Australian startup Ping Services has raised almost $600,000 (A$850,000) to support the commercialisation of its acoustic listening device for monitoring the health of wind turbines.
Known as the Ping Monitor, the patented device makes use of acoustic analysis, machine learning and the Internet of Things (IoT) to continuously detect wind turbine blade damage.
Ping Services CEO Matthew Stead said: “This technology is a game-changer for the wind farm operations & maintenance (O&M) sector and there’s a rush to see which large operator will be first out of the gate to start continuously monitoring their turbines.”
The device is attached to the wind turbine towers to actively listen to the blades’ acoustic signature. It can also rotate to detect blade faults such as pitting or cracks caused by lightning strikes or hail.
Ping Monitor is based on an algorithm, which can rate the health of the turbine based on its acoustic signature and monitor changes over time.
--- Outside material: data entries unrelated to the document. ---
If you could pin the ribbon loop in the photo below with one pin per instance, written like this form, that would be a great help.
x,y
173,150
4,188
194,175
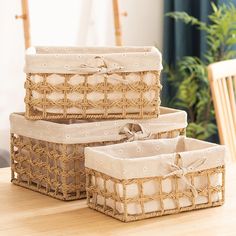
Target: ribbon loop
x,y
97,66
134,131
180,171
The conical shape device protects the microphone from rain, debris such as bird droppings and ground-level noise. The data collected by the device is transferred from remote sites through low orbit nanosatellite technology.
Stead further added that the company has already won its first client and is further trialling the technology with some of the biggest wind farm operators in the world.
According to Stead, there were 3800 blade failures across the globe annually, which has caused damage of up to $2bn. The company plans to roll out the second-generation Ping Monitor 2.0 next month.
Ping Services closed an A$650,000 ($456,966) seed fund round after securing an additional A$200,000 ($140,605) in government funding earlier this year.